The preparation of those who have already been validly baptised in another church or religious denomination differs from that of the unbaptised. Because they have already been baptised, they are already Christian, and as Christians, should not be confused with those who are in the process of becoming Christians.

Their doctrinal and spiritual preparation for reception into full Catholic communion is determined according to the individual case, and will depend on the extent to which the baptised person has led a Christian life within a community of faith, and been appropriately instructed to deepen his or her inner devotion and faithfulness to the Church.

For those who have been baptised but who have never been instructed in the Christian faith or lived as Christians, it is appropriate for them to receive much of the same instruction in the faith as those unbaptised, but they do not participate in the specific ceremonies intended for the unbaptised, unless they have received no Christian instruction and formation.

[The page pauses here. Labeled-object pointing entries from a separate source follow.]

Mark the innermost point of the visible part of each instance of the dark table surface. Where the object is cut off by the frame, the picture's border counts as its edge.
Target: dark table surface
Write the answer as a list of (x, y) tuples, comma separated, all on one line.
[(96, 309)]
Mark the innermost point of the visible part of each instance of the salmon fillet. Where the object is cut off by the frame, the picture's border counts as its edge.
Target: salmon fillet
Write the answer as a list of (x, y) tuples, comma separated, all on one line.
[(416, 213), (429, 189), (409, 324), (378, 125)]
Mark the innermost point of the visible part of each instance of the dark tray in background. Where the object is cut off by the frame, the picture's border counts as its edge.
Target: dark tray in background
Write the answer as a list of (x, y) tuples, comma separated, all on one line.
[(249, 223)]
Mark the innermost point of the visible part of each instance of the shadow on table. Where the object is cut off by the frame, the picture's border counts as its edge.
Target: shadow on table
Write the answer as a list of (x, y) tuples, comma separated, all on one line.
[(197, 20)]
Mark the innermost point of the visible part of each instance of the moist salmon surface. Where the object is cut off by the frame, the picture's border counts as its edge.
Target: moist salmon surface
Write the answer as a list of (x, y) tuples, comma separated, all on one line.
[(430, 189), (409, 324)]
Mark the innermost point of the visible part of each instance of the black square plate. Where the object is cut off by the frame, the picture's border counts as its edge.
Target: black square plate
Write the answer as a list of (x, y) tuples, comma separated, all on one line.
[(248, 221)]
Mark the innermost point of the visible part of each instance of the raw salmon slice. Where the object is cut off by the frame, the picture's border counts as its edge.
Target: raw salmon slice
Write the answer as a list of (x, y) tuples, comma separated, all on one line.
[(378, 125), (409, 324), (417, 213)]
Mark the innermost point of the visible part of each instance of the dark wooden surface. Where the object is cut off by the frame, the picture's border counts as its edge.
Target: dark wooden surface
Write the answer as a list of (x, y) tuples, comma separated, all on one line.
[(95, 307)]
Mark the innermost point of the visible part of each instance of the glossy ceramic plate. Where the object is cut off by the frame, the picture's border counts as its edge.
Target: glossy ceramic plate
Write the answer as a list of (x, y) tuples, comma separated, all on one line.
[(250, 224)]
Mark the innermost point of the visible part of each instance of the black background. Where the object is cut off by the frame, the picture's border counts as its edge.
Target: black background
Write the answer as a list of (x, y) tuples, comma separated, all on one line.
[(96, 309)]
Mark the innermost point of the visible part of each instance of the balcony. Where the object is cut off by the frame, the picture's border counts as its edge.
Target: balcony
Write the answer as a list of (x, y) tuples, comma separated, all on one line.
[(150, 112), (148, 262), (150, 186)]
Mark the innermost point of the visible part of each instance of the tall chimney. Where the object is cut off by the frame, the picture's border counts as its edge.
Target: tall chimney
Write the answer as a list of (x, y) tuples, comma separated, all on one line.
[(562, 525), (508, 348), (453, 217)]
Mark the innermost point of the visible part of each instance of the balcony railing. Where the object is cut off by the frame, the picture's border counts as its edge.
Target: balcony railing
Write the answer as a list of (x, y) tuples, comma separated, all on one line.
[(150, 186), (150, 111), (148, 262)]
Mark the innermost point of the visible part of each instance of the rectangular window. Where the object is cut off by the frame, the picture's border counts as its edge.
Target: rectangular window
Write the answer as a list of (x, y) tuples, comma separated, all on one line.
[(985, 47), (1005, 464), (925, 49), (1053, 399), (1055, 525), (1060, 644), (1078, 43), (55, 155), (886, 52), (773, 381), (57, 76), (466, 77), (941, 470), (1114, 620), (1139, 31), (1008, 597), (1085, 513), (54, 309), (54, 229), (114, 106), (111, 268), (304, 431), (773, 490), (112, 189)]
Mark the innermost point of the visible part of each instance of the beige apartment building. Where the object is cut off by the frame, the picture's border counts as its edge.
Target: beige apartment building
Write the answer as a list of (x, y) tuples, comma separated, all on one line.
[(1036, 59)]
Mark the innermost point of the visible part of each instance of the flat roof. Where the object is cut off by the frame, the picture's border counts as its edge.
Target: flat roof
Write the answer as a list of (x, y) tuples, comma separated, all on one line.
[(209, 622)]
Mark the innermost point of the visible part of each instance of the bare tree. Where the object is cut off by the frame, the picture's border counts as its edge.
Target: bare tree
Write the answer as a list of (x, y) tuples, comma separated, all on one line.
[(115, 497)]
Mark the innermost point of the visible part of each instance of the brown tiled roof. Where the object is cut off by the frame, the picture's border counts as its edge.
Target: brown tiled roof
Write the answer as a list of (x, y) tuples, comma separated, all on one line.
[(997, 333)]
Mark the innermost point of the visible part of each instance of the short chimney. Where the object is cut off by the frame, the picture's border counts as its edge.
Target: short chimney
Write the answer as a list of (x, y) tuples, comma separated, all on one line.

Bringing people into the Catholic Church

As the representatives of the Catholic community, the RCIA Team and Sponsor (support person) will help you decide your readiness to make the commitment to Christ in and through the Church. A decision which we as a community support and celebrate.

How an adult becomes a member of the Catholic Church
RCIA stage 1: Just Looking! (Pre-Catechumenate/Inquiry)

RCIA stage 2: Learning about the Faith (The Catechumenate)

RCIA stage 3: Getting ready for rebirth! (Period of Purification and Enlightenment)

RCIA stage 4: Reflecting on the mysteries of the Mass (mystagogy)

The journey begins with one small step!

For further information about the RCIA, contact Ina and Norman Heffernan on 02 4732 1751.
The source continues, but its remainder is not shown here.